Three cases were diagnosed as intraductal oncocytic papillary neoplasm (two in the pancreas, one in the intrahepatic bile ducts). These cases exhibited arborizing papillae lined by multiple layers of neoplastic cells with abundant eosinophilic, granular cytoplasm and large, and fairly uniform nuclei containing single, prominent nucleoli (Fig. 1). Intraepithelial lumina and interspersed goblet cells were also present [5]. Three additional pancreatic cases were diagnosed as intraductal papillary mucinous neoplasms with mixed oncocytic and pancreatobiliary features (n = 2) or mixed oncocytic and gastric features (n = 1), as they also demonstrated foci of pancreatobiliary or gastric differentiation (Fig. 2).
Four cases had an associated invasive carcinoma component (three in the pancreas, one in the intrahepatic bile ducts). The invasive component was characterized either by small tubular units tubular units composed of oncocytic cells infiltrating loose, myxoid stroma, or by stromal mucin accumulation in which oncocytic neoplastic cells were suspended, resembling the pattern of colloid carcinoma (Fig. 1).
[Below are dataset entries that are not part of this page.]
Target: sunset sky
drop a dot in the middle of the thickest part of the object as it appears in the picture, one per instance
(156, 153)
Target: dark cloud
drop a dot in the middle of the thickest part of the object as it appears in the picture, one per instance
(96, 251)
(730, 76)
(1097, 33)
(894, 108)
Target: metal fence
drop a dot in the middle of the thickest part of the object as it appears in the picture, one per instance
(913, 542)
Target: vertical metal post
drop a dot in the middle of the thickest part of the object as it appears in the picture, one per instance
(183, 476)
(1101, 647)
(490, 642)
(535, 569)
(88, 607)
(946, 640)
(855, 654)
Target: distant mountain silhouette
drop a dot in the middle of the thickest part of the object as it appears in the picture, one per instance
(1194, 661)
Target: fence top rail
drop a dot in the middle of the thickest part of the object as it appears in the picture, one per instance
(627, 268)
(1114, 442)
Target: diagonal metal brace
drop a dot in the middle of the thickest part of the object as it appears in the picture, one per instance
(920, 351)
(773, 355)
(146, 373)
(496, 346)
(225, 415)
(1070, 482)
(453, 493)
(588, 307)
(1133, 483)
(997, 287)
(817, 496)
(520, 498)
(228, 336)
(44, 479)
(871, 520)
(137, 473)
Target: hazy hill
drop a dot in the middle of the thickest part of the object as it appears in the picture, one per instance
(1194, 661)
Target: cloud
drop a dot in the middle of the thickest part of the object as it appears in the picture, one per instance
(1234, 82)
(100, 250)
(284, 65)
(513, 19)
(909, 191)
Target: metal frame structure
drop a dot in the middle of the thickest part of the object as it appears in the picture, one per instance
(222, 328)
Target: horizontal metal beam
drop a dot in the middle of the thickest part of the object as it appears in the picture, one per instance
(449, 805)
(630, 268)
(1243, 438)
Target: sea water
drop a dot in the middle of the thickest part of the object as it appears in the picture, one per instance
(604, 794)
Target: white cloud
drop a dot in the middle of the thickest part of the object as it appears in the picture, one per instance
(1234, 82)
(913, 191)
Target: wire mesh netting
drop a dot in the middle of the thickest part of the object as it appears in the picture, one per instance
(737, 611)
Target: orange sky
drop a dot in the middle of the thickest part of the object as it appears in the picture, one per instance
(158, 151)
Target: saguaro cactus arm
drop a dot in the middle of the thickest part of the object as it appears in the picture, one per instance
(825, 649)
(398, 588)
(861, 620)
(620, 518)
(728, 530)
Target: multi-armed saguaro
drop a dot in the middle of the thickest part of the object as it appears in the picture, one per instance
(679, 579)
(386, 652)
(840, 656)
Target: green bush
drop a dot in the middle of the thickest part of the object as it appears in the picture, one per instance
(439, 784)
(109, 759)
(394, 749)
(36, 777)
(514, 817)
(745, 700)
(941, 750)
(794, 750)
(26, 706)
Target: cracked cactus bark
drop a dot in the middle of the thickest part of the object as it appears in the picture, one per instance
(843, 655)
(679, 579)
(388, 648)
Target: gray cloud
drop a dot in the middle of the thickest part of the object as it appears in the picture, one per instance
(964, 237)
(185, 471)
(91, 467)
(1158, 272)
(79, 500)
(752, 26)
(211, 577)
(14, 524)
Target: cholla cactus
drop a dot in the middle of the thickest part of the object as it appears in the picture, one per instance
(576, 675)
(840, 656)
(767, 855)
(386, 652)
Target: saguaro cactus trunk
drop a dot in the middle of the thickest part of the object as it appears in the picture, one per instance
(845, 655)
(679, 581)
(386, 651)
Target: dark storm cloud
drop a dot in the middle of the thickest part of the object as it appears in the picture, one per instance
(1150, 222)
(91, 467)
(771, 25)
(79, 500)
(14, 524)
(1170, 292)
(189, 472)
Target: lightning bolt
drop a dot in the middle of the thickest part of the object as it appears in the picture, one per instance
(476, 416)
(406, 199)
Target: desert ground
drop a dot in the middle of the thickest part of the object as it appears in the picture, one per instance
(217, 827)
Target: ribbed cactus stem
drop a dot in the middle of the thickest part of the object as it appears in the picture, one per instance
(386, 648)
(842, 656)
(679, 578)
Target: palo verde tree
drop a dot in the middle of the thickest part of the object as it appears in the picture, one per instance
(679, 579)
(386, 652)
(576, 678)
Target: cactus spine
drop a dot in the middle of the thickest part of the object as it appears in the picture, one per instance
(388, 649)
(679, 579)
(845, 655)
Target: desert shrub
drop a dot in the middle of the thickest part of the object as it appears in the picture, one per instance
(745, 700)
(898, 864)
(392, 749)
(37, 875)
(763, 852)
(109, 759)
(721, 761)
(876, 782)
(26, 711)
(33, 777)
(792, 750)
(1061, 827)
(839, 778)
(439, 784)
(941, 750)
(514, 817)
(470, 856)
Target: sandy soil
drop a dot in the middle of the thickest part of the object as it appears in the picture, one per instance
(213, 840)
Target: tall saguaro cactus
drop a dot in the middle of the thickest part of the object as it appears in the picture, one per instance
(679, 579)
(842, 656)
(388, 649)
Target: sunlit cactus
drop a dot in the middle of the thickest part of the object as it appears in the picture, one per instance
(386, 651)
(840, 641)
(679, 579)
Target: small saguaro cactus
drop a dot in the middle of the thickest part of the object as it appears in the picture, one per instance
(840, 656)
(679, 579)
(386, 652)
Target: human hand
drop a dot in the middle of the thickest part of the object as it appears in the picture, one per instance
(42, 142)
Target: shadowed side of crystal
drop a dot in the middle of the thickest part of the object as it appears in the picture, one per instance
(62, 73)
In one case, prominent cytoplasmic eosinophilic globules were noted.
Immunohistochemical features
None of the three cases with DNAJB1-PRKACA fusions tested (Cases #2, #3, and #5) were positive for albumin mRNA by in-situ hybridization or arginase-1 by immunohistochemistry.
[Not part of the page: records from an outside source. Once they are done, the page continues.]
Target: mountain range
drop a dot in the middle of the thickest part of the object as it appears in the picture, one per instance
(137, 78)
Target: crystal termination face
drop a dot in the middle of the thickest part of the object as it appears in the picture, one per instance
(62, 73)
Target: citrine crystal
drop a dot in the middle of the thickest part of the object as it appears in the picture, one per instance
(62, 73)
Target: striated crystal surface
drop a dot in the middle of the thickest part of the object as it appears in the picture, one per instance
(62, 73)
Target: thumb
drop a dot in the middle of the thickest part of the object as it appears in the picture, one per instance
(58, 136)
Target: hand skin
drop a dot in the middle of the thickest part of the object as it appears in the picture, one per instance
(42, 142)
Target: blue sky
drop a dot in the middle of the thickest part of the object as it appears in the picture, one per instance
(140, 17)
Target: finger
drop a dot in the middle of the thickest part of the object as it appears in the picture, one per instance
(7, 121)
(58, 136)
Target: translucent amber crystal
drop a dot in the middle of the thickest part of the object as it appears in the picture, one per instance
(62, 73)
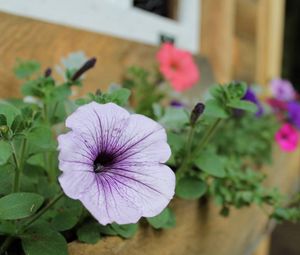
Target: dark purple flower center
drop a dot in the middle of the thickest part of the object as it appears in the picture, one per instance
(103, 160)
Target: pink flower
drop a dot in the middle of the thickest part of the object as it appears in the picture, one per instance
(282, 90)
(178, 67)
(287, 138)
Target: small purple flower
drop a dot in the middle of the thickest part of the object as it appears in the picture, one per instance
(294, 113)
(113, 162)
(282, 90)
(251, 97)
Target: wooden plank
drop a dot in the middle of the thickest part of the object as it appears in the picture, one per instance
(270, 25)
(30, 39)
(264, 247)
(217, 35)
(200, 229)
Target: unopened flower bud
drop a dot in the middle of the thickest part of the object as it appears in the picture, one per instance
(88, 65)
(48, 72)
(4, 131)
(196, 113)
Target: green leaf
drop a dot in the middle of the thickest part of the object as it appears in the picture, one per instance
(190, 188)
(161, 220)
(243, 105)
(7, 227)
(19, 205)
(9, 111)
(126, 231)
(6, 179)
(40, 239)
(174, 117)
(120, 96)
(68, 214)
(210, 163)
(24, 69)
(215, 109)
(5, 152)
(41, 138)
(89, 233)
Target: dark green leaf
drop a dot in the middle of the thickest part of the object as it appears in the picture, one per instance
(190, 188)
(40, 239)
(7, 227)
(210, 163)
(215, 109)
(19, 205)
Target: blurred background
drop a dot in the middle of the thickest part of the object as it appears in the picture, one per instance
(251, 40)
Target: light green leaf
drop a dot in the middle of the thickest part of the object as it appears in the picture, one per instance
(41, 138)
(174, 117)
(9, 111)
(161, 220)
(24, 69)
(19, 205)
(5, 152)
(215, 109)
(210, 163)
(243, 105)
(40, 239)
(6, 179)
(89, 233)
(126, 231)
(190, 188)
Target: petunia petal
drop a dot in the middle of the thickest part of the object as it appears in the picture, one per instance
(125, 194)
(143, 140)
(97, 119)
(76, 152)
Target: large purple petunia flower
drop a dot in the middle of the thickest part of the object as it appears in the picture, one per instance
(113, 162)
(294, 113)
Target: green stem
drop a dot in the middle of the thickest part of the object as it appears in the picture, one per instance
(184, 166)
(206, 137)
(41, 212)
(16, 184)
(7, 242)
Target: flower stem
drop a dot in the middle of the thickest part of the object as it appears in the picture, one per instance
(16, 184)
(7, 242)
(206, 137)
(42, 211)
(184, 166)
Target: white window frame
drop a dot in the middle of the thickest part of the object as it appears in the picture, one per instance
(115, 17)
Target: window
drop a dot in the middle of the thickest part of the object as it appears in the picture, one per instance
(138, 20)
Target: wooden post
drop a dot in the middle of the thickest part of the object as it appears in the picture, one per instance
(264, 247)
(217, 36)
(270, 25)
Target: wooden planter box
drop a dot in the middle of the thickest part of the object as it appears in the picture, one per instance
(200, 229)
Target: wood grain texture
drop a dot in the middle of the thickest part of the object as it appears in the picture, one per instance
(200, 229)
(217, 36)
(30, 39)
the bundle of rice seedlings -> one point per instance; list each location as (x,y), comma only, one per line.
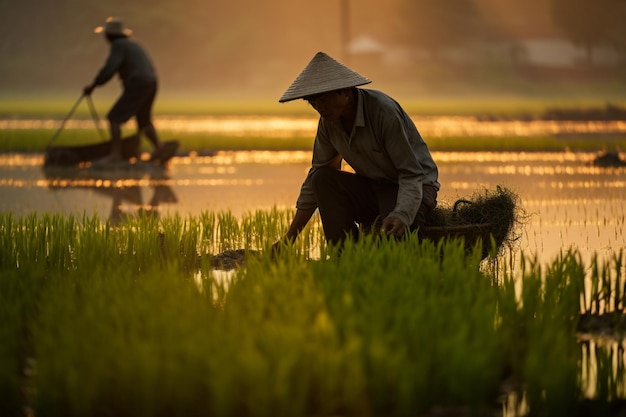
(488,214)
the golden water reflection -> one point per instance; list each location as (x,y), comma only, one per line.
(289,126)
(568,202)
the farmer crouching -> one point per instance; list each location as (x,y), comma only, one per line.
(395,178)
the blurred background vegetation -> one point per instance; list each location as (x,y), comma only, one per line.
(253,50)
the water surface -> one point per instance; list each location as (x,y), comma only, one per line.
(569,203)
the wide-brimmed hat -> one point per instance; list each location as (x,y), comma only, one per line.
(321,75)
(113,26)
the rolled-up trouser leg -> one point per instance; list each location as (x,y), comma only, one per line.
(344,199)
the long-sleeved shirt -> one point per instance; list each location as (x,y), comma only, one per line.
(130,60)
(384,145)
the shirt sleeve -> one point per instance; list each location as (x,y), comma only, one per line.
(399,141)
(324,154)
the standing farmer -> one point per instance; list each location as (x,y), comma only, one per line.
(136,71)
(395,180)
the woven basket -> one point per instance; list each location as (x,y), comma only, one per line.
(471,234)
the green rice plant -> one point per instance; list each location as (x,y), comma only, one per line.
(132,319)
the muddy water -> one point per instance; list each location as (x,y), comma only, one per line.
(569,203)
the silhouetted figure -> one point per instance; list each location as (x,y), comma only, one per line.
(136,71)
(395,183)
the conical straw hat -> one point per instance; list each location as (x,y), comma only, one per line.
(321,75)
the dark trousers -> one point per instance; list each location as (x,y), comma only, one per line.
(345,200)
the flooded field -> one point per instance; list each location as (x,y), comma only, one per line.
(568,202)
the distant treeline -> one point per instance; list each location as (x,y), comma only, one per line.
(247,44)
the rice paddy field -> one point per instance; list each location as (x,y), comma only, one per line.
(117,305)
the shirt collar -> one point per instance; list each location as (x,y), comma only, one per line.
(359,120)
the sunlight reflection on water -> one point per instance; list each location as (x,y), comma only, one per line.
(283,127)
(569,202)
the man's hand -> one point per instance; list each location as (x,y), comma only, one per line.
(392,226)
(88,90)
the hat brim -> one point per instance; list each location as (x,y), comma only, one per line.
(102,29)
(322,75)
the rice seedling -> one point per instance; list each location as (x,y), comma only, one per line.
(133,319)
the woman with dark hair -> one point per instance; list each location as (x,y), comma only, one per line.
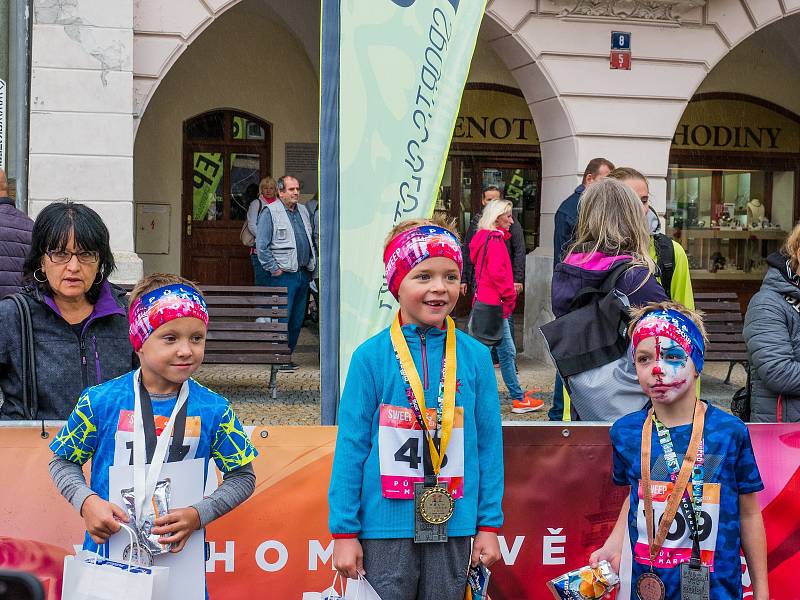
(78,319)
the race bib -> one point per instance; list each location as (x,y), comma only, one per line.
(677,546)
(400,441)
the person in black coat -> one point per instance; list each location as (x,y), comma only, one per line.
(79,320)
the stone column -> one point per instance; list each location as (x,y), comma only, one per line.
(81,128)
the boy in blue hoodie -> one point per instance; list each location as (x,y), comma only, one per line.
(418,467)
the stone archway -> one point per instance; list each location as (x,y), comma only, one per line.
(164,30)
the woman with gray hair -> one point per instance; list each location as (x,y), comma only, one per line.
(494,285)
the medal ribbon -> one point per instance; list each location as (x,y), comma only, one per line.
(416,397)
(680,482)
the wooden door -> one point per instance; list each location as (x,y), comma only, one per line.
(225,155)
Among the 23 cases from the prior research cohorts, although two pancreatic (15%) and one biliary (10%) intraductal oncocytic papillary neoplasms were positive (all patchy) for albumin mRNA by in-situ hybridization (Fig. 3), none demonstrated arginase-1 immunolabeling.
Molecular features
Of the six cases harboring PRKACA fusions, five revealed DNAJB1-PRKACA fusions and one (Case #1) revealed an ATP1B1-PRKACA fusion. All five cases with DNAJB1-PRKACA fusions harbored fusions involving exon 2 or intron 1 of DNAJB1 with intron 1 or the promoter of PRKACA. Case #1 harbored a fusion involving exon 1 of ATP1B1 with exon 2 of PRKACA (Figs. 4 and 5, Table 2).
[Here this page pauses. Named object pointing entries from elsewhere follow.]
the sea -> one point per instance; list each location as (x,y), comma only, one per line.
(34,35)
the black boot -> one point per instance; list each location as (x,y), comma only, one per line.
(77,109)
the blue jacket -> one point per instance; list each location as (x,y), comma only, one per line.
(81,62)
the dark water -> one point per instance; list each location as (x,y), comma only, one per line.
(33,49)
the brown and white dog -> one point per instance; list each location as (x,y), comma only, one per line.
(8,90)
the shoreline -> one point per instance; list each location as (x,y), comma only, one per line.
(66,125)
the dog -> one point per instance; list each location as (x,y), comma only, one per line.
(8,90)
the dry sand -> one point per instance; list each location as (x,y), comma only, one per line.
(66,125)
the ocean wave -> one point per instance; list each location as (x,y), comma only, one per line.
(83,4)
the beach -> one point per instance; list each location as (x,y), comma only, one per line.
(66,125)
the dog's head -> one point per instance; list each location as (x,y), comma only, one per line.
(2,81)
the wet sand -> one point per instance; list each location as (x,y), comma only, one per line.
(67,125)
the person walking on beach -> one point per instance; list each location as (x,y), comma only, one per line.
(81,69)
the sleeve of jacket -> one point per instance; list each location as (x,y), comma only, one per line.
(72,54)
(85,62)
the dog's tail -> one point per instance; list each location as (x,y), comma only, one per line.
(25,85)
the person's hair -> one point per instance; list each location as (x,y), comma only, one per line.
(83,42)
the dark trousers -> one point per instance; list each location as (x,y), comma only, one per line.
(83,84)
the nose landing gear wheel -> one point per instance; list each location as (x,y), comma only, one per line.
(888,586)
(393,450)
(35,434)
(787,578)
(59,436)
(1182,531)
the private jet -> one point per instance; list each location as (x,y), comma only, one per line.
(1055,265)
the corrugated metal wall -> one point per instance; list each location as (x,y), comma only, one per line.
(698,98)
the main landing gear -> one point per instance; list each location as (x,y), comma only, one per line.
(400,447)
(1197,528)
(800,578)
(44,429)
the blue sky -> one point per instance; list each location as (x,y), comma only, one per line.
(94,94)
In all three cases tested (Cases #2, #3, and #5), FISH analysis revealed that more than 90% of the tumor cells had a signal pattern of one single signal (green) for the 3′ PRKACA region and one to two normal fusion signals (Fig. 6). These results are consistent with a complete deletion of the 5′ PRKACA region between PRKACA and DNAJB1, which results in the DNAJB1-PRKACA fusion, supporting the results of MSK-IMPACT and MSK-Fusion assays.
Of note, all cases revealed other genomic mutations and/or alterations. In four cases, mutations in key driver genes involved in the MAPK pathway (KRAS, BRAF, and RAF1) were identified. Three of these were pancreatic intraductal papillary mucinous neoplasms with either mixed oncocytic and pancreatobiliary (n = 2) or mixed oncocytic and gastric (n = 1) features that harbored KRAS G12R, KRAS G12D, or BRAF V600_K601delinsE mutations. The last one was a pancreatic intraductal oncocytic papillary neoplasm that had a RAF1 A150S mutation. In addition, the case with distant metastasis had alterations in key cell cycle regulator genes, such as TP53 (Table 2 and Fig. 4).
Discussion
In this study, we present six pancreatobiliary neoplasms with fusions involving PRKACA. All neoplasms at least focally demonstrated oncocytic morphology in their intraductal and/or invasive components. The morphologic overlap of these neoplasms with each other as well as with fibrolamellar hepatocellular carcinoma, which are also defined by fusions involving the PRKACA gene, suggests that the oncocytic morphology may be associated with fusions involving this gene.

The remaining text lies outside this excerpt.